Les étudiants passent le flambeau aux syndicats

Les manifestants étaient relativement peu nombreux en ce deuxième anniversaire de l’élection du gouvernement Charest.
Photo: Pascal Ratthé Les manifestants étaient relativement peu nombreux en ce deuxième anniversaire de l’élection du gouvernement Charest.

Le deuxième anniversaire de l'élection du gouvernement de Jean Charest a été souligné par des manifestations dans plusieurs régions ainsi qu'à Montréal et à Québec.

La mobilisation était cependant modeste, comparée à celle des étudiants ces dernières semaines ou au rassemblement organisé à pareille date l'an dernier.

À Montréal, «la fête» de Jean Charest a débuté par une manifestation de la Coalition de l'Association pour une solidarité étudiante élargie (CASSEE). Un millier d'étudiants, pour la plupart coiffés de chapeaux rouges, gracieuseté du Rassemblement des artistes très sensibilisés (RATS), ont marché dans les rues du centre-ville dans une atmosphère étrangement calme, pour aller rejoindre le rassemblement organisé par la Coalition J'ai jamais voté pour ça devant les bureaux de Jean Charest.

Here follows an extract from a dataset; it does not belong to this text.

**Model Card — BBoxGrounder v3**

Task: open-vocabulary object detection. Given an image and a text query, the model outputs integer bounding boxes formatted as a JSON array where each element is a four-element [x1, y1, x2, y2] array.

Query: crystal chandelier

«Après six semaines et demie de grève, on est venus dire symboliquement qu'on passe le flambeau de la contestation contre le gouvernement. Même si la grève est finie, cela ne veut pas dire que nous sommes pour un gouvernement qui va vers la droite», a fait valoir Emmanuelle Bureau, une étudiante de l'UQAM qui recommençait ses cours hier.

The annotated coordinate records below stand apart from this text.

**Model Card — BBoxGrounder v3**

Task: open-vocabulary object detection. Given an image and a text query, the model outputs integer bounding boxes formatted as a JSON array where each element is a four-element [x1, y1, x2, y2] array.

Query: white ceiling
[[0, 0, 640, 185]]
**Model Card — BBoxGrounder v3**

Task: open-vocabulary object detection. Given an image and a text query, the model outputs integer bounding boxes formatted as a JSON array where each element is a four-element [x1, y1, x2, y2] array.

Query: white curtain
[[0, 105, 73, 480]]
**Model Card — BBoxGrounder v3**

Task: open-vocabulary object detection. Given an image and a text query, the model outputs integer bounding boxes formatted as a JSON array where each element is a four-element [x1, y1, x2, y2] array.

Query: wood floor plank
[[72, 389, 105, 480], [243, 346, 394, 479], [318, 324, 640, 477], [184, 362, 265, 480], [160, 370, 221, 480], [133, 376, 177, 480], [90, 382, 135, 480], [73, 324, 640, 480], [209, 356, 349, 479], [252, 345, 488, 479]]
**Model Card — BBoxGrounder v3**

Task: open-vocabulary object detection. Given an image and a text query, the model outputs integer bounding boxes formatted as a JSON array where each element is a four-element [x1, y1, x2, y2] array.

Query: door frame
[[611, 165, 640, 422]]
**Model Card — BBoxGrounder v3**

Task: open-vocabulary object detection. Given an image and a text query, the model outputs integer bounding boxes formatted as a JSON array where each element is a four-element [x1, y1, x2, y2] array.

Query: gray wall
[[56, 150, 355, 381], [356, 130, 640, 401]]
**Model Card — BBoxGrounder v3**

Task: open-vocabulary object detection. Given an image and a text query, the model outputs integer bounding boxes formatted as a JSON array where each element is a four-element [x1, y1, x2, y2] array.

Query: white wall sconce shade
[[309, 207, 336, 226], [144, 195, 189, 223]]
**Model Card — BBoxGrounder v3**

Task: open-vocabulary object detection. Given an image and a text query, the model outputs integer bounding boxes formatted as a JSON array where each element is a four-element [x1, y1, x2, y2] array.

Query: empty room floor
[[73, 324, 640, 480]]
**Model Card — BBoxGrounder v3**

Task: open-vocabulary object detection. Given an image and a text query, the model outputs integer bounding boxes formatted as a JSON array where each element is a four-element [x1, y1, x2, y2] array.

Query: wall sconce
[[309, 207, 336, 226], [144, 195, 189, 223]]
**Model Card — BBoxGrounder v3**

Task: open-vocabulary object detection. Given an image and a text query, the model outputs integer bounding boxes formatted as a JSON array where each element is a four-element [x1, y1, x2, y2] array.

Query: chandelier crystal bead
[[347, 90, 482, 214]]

Seulement quelques centaines de manifestants des milieux syndicaux et communautaires attendaient les ex-grévistes devant les bureaux du premier ministre. Le niveau de mobilisation ne déçoit cependant pas les organisateurs, qui rappellent que les syndicats préparent surtout leurs pancartes pour le 1er mai. «Même s'il n'y a pas beaucoup de monde, les syndicats se mobilisent depuis deux ans, l'éducation était mobilisée cette semaine. Oui, le mouvement syndical est prêt à reprendre le flambeau. Ça commence ce printemps et ça va continuer cet automne», a déclaré le porte-parole syndical de la Coalition, Michel Taylor.

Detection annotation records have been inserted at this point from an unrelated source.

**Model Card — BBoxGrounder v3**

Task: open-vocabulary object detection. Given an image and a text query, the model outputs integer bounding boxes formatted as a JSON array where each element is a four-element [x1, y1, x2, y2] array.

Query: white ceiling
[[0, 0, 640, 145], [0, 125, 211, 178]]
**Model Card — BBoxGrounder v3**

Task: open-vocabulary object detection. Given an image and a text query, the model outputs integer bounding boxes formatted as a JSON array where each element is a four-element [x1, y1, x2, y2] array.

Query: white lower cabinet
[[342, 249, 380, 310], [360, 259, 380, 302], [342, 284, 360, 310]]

Les gens sentent que le gouvernement commence à battre en retraite, notamment avec la manchette de La Presse d'hier voulant que celui-ci recule sur la question des baisses d'impôt et y aille plus doucement sur celle des compressions dans les services, a noté Denyse Lacelle, également porte-parole de la coalition pour les groupes communautaires. «Les gens ont moins le sentiment d'urgence, ils ont l'impression que les coups commencent à porter. Ils ont enregistré des succès sur le Suroît, l'aide financière aux étudiants, l'emplacement du CHUM... », a observé Mme Lacelle.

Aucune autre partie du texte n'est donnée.